How Alphabet’s AI Research Tool is Revolutionizing Hurricane Prediction with Rapid Pace
As Developing Cyclone Melissa was churning off the coast of Haiti, meteorologist Philippe Papin had confidence it was about to escalate to a major tropical system.
Serving as lead forecaster on duty, he predicted that in just 24 hours the storm would become a severe hurricane and start shifting in the direction of the coast of Jamaica. Not a single expert had ever issued this confident forecast for quick intensification.
But, Papin possessed a secret advantage: artificial intelligence in the form of the tech giant’s new DeepMind hurricane model – launched for the first time in June. And, as predicted, Melissa did become a storm of astonishing strength that ravaged Jamaica.
Growing Reliance on AI Forecasting
Meteorologists are increasingly leaning hard on Google DeepMind. On the morning of 25 October, Papin explained in his official briefing that Google’s model was a primary reason for his confidence: “Approximately 40/50 AI ensemble members indicate Melissa becoming a Category 5 storm. While I am unprepared to forecast that strength at this time given track uncertainty, that remains a possibility.
“It appears likely that a phase of quick strengthening is expected as the system drifts over exceptionally hot ocean waters which represent the most extreme oceanic heat content in the whole Atlantic basin.”
Outperforming Conventional Models
The AI model is the first AI model dedicated to hurricanes, and currently the first to outperform traditional meteorological experts at their own game. Through all tropical systems this season, Google’s model is top-performing – even beating human forecasters on track predictions.
The hurricane eventually made landfall in Jamaica at maximum strength, among the most powerful coastal impacts recorded in nearly two centuries of record-keeping across the Atlantic basin. The confident prediction likely gave people in Jamaica additional preparation time to get ready for the disaster, possibly saving people and assets.
How Google’s Model Functions
The AI system works by identifying trends that traditional time-intensive physics-based prediction systems may miss.
“They do it much more quickly than their traditional counterparts, and the processing requirements is more affordable and demanding,” said Michael Lowry, a former meteorologist.
“This season’s events has demonstrated in quick time is that the recent artificial intelligence systems are competitive with and, in some cases, more accurate than the less rapid physics-based weather models we’ve traditionally leaned on,” he said.

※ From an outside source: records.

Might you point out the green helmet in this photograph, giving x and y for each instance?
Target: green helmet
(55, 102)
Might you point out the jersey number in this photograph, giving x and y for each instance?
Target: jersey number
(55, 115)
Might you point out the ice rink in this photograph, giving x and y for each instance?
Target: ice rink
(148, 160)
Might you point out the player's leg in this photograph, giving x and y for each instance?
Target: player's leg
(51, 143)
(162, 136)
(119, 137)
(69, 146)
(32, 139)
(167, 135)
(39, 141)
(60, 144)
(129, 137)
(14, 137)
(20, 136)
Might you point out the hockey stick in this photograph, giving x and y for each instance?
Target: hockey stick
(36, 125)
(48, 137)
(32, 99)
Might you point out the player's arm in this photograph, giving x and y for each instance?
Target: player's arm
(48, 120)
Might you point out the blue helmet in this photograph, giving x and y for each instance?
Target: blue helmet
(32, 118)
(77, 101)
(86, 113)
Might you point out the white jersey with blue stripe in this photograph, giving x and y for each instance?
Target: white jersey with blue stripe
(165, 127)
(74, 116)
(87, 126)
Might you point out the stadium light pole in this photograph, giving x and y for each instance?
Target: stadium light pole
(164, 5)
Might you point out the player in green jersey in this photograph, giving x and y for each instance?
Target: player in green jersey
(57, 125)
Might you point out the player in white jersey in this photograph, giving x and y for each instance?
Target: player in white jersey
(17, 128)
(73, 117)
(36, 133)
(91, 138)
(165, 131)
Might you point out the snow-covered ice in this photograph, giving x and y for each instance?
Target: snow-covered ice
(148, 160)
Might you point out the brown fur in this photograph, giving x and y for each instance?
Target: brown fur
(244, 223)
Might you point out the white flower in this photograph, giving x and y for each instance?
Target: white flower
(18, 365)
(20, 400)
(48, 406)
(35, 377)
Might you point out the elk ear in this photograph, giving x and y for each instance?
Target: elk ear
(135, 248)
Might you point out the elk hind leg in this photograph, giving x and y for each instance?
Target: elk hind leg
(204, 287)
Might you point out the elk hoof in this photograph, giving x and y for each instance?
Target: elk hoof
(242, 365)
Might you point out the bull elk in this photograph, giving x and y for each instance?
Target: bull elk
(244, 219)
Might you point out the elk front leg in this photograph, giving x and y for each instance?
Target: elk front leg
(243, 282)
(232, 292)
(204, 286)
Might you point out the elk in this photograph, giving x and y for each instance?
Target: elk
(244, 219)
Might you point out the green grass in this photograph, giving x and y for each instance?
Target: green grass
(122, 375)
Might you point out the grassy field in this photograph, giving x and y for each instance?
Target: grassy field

Clarifying Machine Learning
To be sure, the system is an instance of AI training – a technique that has been employed in data-heavy sciences like weather science for a long time – and is not generative AI like ChatGPT.
AI training takes large datasets and extracts trends from them in a such a way that its model only takes a few minutes to generate an result, and can operate on a standard PC – in strong contrast to the flagship models that governments have used for years that can take hours to run and require the largest high-performance systems in the world.
Expert Responses and Future Advances
Nevertheless, the fact that the AI could outperform previous gold-standard traditional systems so rapidly is nothing short of amazing to meteorologists who have spent their careers trying to forecast the most intense weather systems.
“It’s astonishing,” commented James Franklin, a former forecaster. “The sample is sufficient that it’s pretty clear this is not a case of chance.”
Franklin said that while the AI is beating all competing systems on forecasting the future path of storms worldwide this year, similar to other systems it occasionally gets extreme strength predictions wrong. It had difficulty with Hurricane Erin previously, as it was similarly experiencing rapid intensification to maximum intensity north of the Caribbean.
In the coming offseason, Franklin said he intends to talk with Google about how it can make the DeepMind output more useful for experts by providing additional under-the-hood data they can use to evaluate the reasons it is producing its answers.
“A key concern that troubles me is that although these forecasts seem to be highly accurate, the output of the system is essentially a opaque process,” remarked Franklin.
Wider Sector Trends
Historically, no a commercial entity that has developed a high-performance weather model which grants experts a view of its methods – in contrast to nearly all systems which are provided at no cost to the public in their full form by the governments that designed and maintain them.
The company is not alone in starting to use artificial intelligence to address difficult meteorological problems. The authorities also have their respective AI weather models in the works – which have also shown better performance over previous traditional systems.
The next steps in artificial intelligence predictions appear to involve startup companies tackling previously tough-to-solve problems such as long-range forecasts and improved advance warnings of severe weather and flash flooding – and they have secured US government funding to pursue this. One company, WindBorne Systems, is even launching its own atmospheric sensors to fill the gaps in the national monitoring system.